On the artificiality of boundaries in climate mapping:

“The substitution of a cartographic line for a transitional zone in nature should be clearly understood…  There is real merit in the omission on climatic maps of a detailed grid or other means for the close identification of boundary positions, for the reason that the reader is thereby more or less forced to recognize boundaries as transitional zones.”

On the relative importance of core (“nuclear”) zones vs. transition zones in climate mapping:

“While theoretical reasons possibly exist for the recognition of climax climatic landscapes in terms of very small areas, thereby leaving most of the earth’s surface within transitional zones, the ends of geographical inquiry are better served by the adoption of climatic definitions sufficiently broad and flexible to admit more extensive type regions and narrower transitions.”

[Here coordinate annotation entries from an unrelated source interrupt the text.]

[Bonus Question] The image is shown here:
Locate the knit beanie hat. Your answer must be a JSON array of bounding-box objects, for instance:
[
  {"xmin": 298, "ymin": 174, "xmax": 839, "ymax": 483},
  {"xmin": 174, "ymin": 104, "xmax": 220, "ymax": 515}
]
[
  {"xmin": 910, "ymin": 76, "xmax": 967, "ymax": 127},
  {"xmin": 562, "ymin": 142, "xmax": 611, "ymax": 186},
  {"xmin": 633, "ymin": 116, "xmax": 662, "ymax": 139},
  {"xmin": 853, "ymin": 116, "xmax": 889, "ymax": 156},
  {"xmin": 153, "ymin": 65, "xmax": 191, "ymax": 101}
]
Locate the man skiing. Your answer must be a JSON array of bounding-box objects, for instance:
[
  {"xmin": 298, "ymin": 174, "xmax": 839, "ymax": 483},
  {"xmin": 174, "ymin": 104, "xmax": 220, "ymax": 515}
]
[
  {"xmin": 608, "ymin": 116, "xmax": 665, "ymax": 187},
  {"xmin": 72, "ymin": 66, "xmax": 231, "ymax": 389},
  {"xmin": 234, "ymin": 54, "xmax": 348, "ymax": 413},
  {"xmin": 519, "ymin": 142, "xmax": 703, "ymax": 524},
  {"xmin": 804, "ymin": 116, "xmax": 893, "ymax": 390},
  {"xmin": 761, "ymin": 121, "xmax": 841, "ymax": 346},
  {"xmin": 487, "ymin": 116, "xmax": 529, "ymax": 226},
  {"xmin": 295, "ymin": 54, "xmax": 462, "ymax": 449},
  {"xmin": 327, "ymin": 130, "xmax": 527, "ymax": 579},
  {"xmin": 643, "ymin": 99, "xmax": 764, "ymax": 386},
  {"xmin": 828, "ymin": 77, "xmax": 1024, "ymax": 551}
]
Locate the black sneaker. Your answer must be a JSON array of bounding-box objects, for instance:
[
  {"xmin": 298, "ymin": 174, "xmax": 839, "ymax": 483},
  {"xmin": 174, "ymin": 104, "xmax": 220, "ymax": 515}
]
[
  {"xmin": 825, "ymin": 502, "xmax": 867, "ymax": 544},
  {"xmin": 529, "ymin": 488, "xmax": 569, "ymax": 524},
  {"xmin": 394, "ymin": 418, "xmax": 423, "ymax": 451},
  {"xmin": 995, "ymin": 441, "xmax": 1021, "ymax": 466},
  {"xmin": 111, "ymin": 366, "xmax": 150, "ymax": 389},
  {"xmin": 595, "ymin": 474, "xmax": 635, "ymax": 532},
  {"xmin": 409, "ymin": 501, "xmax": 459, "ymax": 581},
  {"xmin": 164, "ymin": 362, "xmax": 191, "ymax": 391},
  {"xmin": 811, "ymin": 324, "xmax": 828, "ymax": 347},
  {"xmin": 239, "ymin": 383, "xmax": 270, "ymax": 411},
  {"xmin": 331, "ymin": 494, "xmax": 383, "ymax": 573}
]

On different ecological meanings of climatic oscillations over different periods of time:

“The student of successive landscapes may require a successional climatology involving a whole series of climatographies, each based on possibly less than twenty-year periods. As we dissect the landscape into its component groups of forms, we find that individually these demand longer or shorter periods for the reason that they travel toward equilibriums at differing rates. During a twenty-year interval, ten desert years-occurring as a rather unusual experience in terms of the events of the past century-probably alter vegetation much more than land, drainage, or soil forms.”

 

References

Grundstein, A. (2008). Assessing Climate Change in the Contiguous United States Using a Modified Thornthwaite Climate Classification Scheme. The Professional Geographer, 60(3), 398–412.

Kunkel, K. E., & Changnon, S. A. (2003). Climate-years in the true prairie: temporal fluctuations of ecologically ctritical climate conditions. Climatic Change, 61, 101–122.

Russell, R. J. (1934). Climatic Years. Geographical Review, 24(1), 92–103.